In arterial bleeding, the blood is bright red and spurts with each heartbeat.
In venous bleeding, the blood is dark red and flows more steadily
Severe blood loss will result in the following signs and symptoms of shock:
Pale, cold and clammy skin
Rapid pulse, gradually becoming weaker
Faintness, dizziness, thirst and nausea
Restlessness and apprehension
Shallow breathing, yawning, sighing and gasping for air
First aid for severe external bleeding
1. Perform a scene survey, then do a primary survey.
2. To control severe bleeding, apply direct pressure to the wound.
3. Place the casualty at rest.
4. Once bleeding is under control, continue the primary survey, looking for other
life-threatening injuries.
5. Before bandaging the wound, check circulation below the injury. Bandage the
dressing in place.
6. Check the circulation below the injury and compare it with the other side. If it is
worse than it was before the injury was bandaged, loosen the bandage just
enough to improve circulation if possible.
7. Give ongoing casualty care
If the dressings become blood-soaked, don’t remove them—add more dressings
and continue pressure. Removing the blood-soaked dressings may disturb blood
clots and expose the wound to further contamination
Internal bleeding
Suspect internal bleeding if:
The casualty received a severe blow or a penetrating injury to the chest,
neck, abdomen or groin
There are major limb fractures such as a fractured upper leg or pelvis
You can do very little to control internal bleeding. Give first aid to minimize shock
and get medical help as quickly as you can
Amputations
An amputation is when a part of the body has been partly or completely cut off.

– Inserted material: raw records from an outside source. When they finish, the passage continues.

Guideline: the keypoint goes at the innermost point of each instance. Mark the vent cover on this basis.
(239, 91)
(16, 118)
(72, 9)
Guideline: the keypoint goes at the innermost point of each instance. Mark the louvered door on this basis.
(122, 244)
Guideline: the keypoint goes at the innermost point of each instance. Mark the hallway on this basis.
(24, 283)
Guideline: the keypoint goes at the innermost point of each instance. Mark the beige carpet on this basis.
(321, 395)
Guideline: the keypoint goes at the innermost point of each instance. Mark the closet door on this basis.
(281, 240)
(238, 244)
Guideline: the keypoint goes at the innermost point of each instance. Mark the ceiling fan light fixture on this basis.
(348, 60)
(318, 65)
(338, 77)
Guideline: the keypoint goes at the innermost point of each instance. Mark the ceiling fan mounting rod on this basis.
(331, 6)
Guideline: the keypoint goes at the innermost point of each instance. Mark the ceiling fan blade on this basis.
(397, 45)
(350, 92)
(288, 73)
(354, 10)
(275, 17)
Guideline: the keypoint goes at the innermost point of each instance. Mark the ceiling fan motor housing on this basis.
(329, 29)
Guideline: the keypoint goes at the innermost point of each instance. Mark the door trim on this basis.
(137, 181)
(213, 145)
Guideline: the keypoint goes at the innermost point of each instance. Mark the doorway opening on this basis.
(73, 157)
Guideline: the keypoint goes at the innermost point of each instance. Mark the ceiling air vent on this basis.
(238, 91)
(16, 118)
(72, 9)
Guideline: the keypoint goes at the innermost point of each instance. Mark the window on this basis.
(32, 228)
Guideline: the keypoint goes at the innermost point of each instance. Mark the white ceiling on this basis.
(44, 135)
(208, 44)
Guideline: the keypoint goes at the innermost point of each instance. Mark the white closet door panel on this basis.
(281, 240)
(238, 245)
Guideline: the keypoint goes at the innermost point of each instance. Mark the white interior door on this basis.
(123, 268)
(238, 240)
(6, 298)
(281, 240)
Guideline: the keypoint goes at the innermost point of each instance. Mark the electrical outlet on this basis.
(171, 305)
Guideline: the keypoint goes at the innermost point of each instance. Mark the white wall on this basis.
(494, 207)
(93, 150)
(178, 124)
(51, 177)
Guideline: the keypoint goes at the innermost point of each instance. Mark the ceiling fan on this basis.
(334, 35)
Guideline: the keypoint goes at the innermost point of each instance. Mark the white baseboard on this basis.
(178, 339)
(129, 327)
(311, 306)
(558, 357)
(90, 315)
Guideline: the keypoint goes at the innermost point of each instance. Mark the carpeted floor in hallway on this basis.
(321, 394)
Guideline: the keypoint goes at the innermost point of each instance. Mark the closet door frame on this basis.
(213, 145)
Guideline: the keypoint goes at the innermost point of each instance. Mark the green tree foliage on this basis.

You must control the bleeding from the wound, care for the amputated tissue and
get medical help.
First aid for amputations
1. Perform a scene survey, then do a primary survey.

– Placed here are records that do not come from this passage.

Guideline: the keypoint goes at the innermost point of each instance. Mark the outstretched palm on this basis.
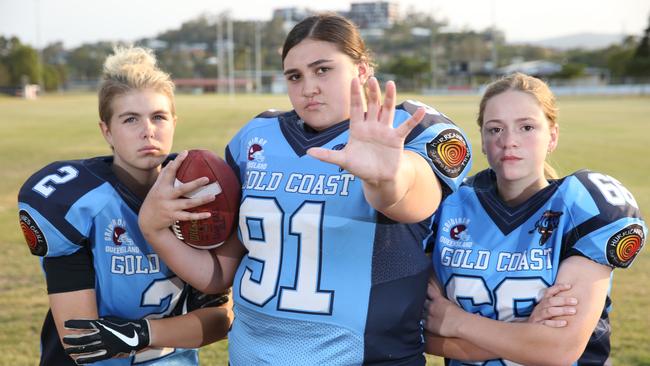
(375, 149)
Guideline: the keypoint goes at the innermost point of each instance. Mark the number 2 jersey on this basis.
(83, 223)
(496, 260)
(328, 280)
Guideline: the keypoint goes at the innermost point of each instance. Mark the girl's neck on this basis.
(514, 193)
(137, 181)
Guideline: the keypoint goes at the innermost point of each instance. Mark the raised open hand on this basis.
(375, 149)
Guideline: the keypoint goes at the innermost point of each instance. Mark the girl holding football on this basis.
(113, 301)
(513, 230)
(337, 200)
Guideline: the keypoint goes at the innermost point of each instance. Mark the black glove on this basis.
(198, 300)
(109, 337)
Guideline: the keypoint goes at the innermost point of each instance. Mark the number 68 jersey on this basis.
(82, 223)
(496, 260)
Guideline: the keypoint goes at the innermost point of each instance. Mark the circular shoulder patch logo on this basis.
(33, 234)
(449, 152)
(623, 246)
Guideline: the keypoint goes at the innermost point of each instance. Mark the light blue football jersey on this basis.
(496, 260)
(70, 207)
(328, 280)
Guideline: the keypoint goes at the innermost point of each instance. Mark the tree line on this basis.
(400, 52)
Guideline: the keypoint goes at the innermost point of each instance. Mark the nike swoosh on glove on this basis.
(109, 337)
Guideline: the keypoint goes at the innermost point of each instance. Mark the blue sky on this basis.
(40, 22)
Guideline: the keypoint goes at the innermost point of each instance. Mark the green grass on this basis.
(604, 134)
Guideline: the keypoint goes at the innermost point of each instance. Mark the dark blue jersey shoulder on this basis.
(53, 190)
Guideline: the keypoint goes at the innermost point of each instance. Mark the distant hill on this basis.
(587, 41)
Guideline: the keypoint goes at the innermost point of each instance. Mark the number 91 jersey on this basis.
(83, 223)
(327, 279)
(496, 260)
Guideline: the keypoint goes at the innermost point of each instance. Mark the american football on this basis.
(211, 232)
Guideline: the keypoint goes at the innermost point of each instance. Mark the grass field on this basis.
(607, 134)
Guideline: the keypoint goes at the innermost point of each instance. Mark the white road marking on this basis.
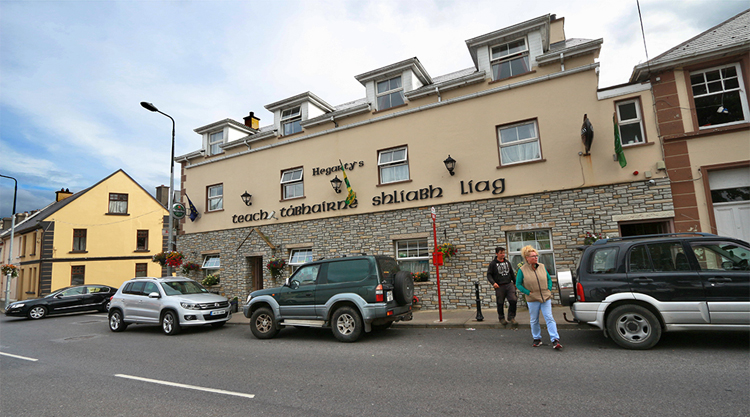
(174, 384)
(19, 357)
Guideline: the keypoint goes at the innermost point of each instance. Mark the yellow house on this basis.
(105, 234)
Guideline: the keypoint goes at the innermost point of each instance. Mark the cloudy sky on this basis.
(72, 73)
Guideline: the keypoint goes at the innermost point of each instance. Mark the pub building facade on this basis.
(512, 123)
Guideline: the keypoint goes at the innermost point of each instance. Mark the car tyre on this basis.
(263, 323)
(170, 323)
(633, 327)
(37, 312)
(403, 290)
(346, 324)
(116, 322)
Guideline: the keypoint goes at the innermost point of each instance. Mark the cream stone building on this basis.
(513, 125)
(105, 234)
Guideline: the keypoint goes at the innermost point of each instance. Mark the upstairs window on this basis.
(393, 165)
(118, 203)
(290, 121)
(292, 185)
(214, 140)
(510, 59)
(717, 96)
(519, 143)
(79, 240)
(390, 93)
(630, 122)
(215, 195)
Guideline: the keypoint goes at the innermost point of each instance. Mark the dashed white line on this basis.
(19, 357)
(174, 384)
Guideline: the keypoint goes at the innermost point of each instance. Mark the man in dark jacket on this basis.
(500, 275)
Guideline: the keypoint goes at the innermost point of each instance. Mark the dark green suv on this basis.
(350, 295)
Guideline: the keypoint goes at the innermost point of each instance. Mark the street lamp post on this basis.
(12, 230)
(170, 242)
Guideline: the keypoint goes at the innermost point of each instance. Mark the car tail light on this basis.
(379, 293)
(579, 292)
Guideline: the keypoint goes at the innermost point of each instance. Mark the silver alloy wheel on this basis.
(264, 323)
(346, 324)
(37, 312)
(633, 327)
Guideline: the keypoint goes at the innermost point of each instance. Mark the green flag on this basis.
(618, 146)
(352, 195)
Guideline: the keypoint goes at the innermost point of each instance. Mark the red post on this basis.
(437, 267)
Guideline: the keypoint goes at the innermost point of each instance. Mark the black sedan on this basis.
(64, 300)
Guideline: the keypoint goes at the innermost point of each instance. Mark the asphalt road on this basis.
(74, 366)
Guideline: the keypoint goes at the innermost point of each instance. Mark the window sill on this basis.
(392, 183)
(390, 108)
(522, 163)
(511, 77)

2. Control bleeding—apply direct pressure to the wound. Reposition a partly
amputated part to its normal position and bandage.
3. Send for medical help and continue ongoing casualty care to the casualty.

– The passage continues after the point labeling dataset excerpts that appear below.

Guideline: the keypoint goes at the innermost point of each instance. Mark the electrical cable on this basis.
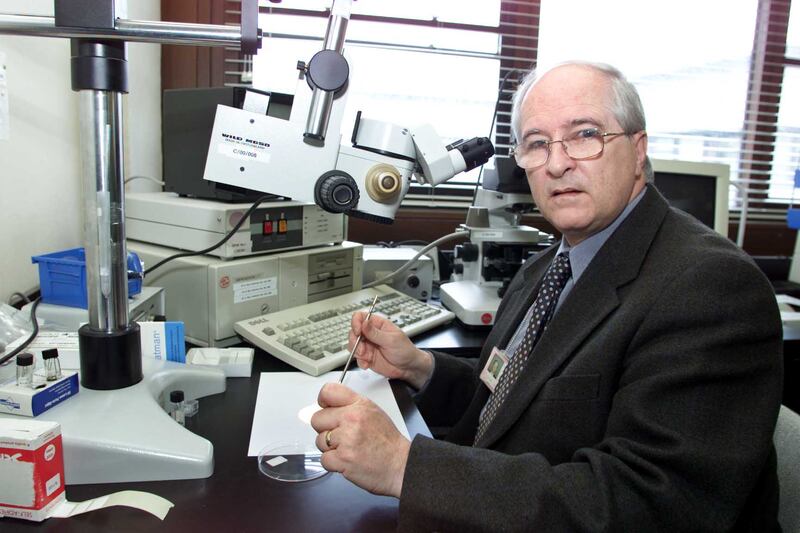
(29, 340)
(21, 296)
(411, 262)
(491, 128)
(225, 239)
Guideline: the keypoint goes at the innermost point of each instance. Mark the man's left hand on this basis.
(359, 440)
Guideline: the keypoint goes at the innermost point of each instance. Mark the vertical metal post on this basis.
(104, 225)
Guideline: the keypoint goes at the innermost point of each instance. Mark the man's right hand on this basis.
(388, 351)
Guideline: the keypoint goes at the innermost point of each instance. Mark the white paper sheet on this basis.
(283, 395)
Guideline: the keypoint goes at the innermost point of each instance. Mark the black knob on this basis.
(336, 192)
(466, 252)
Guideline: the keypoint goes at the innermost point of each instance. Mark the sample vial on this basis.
(25, 370)
(176, 407)
(52, 365)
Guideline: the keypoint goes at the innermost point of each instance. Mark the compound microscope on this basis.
(297, 158)
(498, 245)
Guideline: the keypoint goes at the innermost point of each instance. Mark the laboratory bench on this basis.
(237, 497)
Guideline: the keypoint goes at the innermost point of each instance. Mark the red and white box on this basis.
(31, 468)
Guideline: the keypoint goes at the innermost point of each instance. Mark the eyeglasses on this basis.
(581, 144)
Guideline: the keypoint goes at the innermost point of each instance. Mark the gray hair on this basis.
(626, 105)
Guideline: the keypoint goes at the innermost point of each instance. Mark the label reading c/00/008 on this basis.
(254, 289)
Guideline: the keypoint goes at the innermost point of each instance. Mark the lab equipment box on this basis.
(31, 467)
(209, 294)
(35, 400)
(62, 277)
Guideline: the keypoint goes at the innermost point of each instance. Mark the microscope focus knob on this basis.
(336, 192)
(467, 252)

4. Care for the amputated part by wrapping it in a clean, moist dressing (if
clean water is available).
5. Put the amputated part in a clean, watertight plastic bag and seal it. Put this
bag in a second plastic bag or container partly filled with crushed ice. Attach a
record of the date and time this was done and send this package with the
casualty to medical help
6. If direct pressure fails to control life-threatening external limb bleeding, a
tourniquet could be considered by a trained first aider (in special circumstances,
such as mass casualty management, a disaster, remote locations).